Au vent aille l’Amour, le procez et la guerre,
Et la melancholie au sang froid et noirci :
Adieu rides, adieu, je ne vy plus ainsi :
Vivre sans volupté c’est vivre sous la terre.
La Nature nous donne assez d’autres malheurs
Sans nous en acquerir. Nud je vins en ce monde,
Et nud je m’en iray. Que me servent les pleurs,
Sinon de m’attrister d’une angoisse profonde ?

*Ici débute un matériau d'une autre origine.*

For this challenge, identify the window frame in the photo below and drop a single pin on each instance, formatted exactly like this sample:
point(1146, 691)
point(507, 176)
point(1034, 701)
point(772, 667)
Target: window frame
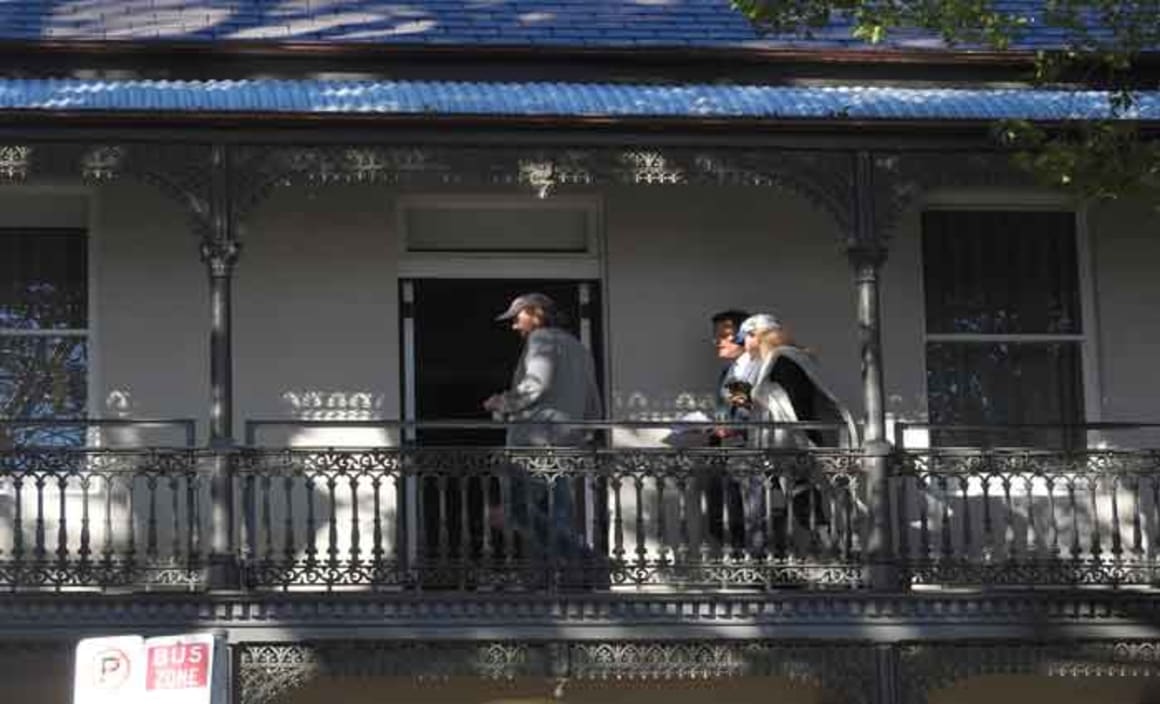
point(587, 265)
point(1089, 325)
point(88, 229)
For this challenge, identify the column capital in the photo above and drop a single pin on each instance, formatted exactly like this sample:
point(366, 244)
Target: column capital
point(864, 255)
point(220, 255)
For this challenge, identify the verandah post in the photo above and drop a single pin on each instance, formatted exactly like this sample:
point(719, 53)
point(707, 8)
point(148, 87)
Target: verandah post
point(219, 253)
point(867, 254)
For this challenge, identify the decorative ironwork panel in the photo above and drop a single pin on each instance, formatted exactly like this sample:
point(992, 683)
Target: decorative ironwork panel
point(182, 172)
point(823, 178)
point(100, 519)
point(1013, 517)
point(927, 667)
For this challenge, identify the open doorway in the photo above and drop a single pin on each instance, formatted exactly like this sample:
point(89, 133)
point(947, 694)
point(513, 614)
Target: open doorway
point(456, 354)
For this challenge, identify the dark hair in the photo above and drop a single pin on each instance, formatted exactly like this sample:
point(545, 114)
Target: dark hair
point(732, 316)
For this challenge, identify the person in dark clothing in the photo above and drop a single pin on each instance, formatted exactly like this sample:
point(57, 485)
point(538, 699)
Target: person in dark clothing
point(723, 494)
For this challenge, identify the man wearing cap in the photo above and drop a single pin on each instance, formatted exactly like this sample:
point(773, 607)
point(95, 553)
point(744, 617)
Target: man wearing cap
point(553, 382)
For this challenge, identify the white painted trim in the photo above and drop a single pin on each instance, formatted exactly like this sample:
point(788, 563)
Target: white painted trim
point(462, 266)
point(92, 353)
point(1089, 320)
point(492, 265)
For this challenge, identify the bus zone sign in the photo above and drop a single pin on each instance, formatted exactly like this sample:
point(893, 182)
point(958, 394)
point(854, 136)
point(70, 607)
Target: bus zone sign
point(169, 669)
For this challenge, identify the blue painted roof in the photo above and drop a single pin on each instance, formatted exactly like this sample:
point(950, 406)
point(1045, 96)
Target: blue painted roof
point(608, 23)
point(543, 99)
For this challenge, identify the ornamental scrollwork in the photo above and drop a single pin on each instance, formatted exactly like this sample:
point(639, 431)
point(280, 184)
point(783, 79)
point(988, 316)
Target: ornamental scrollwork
point(901, 179)
point(823, 178)
point(14, 162)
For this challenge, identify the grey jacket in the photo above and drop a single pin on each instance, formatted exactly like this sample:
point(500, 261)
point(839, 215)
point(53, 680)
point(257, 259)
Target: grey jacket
point(771, 404)
point(555, 380)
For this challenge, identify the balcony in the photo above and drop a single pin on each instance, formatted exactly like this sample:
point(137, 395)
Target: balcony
point(407, 517)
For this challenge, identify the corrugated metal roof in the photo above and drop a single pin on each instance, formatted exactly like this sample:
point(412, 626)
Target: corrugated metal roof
point(556, 99)
point(702, 23)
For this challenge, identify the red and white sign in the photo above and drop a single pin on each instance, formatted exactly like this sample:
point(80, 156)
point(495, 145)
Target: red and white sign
point(108, 669)
point(181, 662)
point(169, 669)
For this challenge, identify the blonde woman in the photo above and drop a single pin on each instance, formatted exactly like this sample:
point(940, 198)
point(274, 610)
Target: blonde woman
point(788, 389)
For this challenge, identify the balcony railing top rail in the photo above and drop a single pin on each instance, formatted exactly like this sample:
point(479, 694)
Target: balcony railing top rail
point(56, 432)
point(407, 430)
point(420, 517)
point(1048, 436)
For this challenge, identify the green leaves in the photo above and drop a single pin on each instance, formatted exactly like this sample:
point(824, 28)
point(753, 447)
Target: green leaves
point(1097, 45)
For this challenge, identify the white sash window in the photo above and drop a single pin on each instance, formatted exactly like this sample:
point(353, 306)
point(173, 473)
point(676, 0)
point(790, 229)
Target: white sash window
point(1003, 323)
point(43, 333)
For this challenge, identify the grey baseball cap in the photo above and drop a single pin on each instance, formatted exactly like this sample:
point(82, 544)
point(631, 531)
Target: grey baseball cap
point(524, 300)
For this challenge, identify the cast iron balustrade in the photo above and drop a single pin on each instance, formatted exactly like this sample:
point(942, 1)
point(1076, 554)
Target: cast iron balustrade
point(89, 517)
point(550, 519)
point(455, 519)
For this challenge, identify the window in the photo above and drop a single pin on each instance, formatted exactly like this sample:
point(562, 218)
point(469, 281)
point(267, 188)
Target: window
point(1003, 326)
point(43, 333)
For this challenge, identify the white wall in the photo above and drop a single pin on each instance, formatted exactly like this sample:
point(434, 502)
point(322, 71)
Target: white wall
point(316, 310)
point(151, 311)
point(1125, 251)
point(678, 255)
point(316, 304)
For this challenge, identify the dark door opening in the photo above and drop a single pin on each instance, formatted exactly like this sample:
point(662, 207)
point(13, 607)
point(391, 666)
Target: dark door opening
point(461, 354)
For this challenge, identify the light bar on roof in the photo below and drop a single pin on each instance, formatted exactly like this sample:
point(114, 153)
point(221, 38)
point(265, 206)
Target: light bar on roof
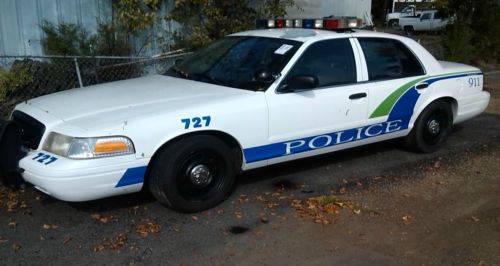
point(330, 23)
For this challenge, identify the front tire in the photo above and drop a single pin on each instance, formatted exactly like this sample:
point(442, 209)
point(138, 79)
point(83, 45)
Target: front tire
point(193, 174)
point(431, 129)
point(393, 23)
point(409, 31)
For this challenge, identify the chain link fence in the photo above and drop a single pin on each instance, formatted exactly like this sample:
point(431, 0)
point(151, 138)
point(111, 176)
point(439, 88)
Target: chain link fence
point(23, 78)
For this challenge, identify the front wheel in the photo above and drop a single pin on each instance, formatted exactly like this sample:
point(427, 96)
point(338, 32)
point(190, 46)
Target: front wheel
point(409, 31)
point(193, 174)
point(393, 23)
point(431, 128)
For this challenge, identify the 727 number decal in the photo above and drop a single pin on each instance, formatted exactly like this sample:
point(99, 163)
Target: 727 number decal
point(44, 158)
point(197, 122)
point(474, 82)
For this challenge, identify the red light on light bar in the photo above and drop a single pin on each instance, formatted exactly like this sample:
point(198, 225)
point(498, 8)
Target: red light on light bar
point(279, 23)
point(331, 23)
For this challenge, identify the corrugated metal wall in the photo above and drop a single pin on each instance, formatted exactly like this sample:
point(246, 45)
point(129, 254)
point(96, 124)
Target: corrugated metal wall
point(20, 21)
point(324, 8)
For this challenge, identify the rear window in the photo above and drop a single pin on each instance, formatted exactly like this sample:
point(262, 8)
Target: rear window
point(389, 59)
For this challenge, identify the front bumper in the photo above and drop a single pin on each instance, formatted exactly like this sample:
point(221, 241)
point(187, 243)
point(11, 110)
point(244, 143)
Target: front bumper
point(63, 178)
point(84, 180)
point(11, 152)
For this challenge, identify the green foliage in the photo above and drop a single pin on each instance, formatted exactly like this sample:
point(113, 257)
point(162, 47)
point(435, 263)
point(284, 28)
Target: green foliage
point(206, 20)
point(457, 40)
point(66, 39)
point(135, 15)
point(474, 35)
point(72, 39)
point(10, 81)
point(111, 41)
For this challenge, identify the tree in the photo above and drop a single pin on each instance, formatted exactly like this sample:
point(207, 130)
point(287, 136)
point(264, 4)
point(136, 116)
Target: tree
point(474, 34)
point(206, 20)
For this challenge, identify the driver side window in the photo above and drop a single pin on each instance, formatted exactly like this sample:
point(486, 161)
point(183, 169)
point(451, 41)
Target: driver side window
point(330, 62)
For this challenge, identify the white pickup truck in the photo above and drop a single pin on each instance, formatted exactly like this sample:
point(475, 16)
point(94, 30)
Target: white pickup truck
point(427, 20)
point(392, 19)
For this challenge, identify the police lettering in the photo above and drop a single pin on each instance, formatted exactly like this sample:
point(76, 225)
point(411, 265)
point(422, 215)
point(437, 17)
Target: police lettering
point(340, 137)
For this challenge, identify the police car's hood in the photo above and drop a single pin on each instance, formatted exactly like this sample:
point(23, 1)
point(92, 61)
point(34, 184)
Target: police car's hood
point(138, 95)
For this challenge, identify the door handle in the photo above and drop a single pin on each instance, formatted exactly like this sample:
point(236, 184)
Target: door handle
point(422, 86)
point(357, 96)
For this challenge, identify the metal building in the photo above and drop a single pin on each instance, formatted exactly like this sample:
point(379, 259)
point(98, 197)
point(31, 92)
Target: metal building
point(325, 8)
point(20, 21)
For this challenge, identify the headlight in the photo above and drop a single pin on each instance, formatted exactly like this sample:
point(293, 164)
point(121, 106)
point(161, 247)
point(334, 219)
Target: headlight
point(87, 148)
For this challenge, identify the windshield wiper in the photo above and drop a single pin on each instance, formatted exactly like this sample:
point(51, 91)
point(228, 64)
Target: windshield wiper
point(179, 72)
point(211, 79)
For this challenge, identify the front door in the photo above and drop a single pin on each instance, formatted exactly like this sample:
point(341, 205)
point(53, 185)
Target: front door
point(314, 120)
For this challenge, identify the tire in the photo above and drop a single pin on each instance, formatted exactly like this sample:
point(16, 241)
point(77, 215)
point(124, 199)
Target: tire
point(431, 129)
point(409, 31)
point(393, 23)
point(193, 174)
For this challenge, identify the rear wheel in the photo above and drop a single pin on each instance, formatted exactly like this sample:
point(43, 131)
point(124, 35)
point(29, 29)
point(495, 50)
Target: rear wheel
point(193, 174)
point(431, 128)
point(393, 23)
point(409, 31)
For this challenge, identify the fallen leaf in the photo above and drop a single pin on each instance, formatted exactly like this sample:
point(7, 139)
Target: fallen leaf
point(406, 217)
point(15, 247)
point(147, 227)
point(66, 240)
point(483, 263)
point(115, 244)
point(12, 223)
point(103, 218)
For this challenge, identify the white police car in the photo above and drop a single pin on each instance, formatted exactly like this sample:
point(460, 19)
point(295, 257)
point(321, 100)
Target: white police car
point(248, 100)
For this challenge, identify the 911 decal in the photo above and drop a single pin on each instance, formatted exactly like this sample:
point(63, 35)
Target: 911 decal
point(474, 82)
point(44, 158)
point(197, 122)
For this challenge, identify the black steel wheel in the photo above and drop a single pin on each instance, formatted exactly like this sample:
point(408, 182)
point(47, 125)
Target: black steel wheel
point(193, 174)
point(409, 31)
point(432, 128)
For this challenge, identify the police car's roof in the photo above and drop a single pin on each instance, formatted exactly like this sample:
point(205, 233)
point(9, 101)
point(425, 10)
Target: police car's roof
point(304, 35)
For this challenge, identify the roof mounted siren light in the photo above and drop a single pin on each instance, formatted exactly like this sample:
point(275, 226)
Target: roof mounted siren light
point(328, 23)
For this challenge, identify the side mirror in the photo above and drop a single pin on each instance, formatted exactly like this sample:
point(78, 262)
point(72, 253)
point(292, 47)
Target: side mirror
point(264, 76)
point(300, 83)
point(178, 61)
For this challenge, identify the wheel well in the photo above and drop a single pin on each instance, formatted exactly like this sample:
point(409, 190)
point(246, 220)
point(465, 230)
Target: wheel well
point(453, 104)
point(228, 139)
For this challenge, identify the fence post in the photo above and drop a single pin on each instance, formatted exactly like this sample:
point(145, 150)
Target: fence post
point(78, 72)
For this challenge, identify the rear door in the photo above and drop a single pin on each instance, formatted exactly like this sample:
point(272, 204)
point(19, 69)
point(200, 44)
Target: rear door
point(394, 81)
point(305, 122)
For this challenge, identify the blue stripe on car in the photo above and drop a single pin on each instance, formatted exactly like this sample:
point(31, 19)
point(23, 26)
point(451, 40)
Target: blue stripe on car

Chasson avec le vin le soin et les malheurs :
Je combats les souciz, quand le vin me seconde.


ELEGIE

Un long voyage ou un courroux, ma Dame,
Ou le temps seul pourront m’oster de l’ame
La sotte ardeur qui vient de vostre feu,
Puis qu’autrement mes amis ne l’ont peu,
M’admonestant d’un conseil salutaire,
Que je cognois, et que je ne puis faire.
Car tant je puis par mes sens empesché,
Qu’en m’excusant j’approuve mon peché.
Et si quelqu’un de mes parens m’accuse,
Incontinent d’une subtile ruse
Par long propos je desguise le tort,
Pour pardonner à l’autheur de ma mort,
Voulant menteur aux autres faire croire
Que mon diffame est cause de ma gloire.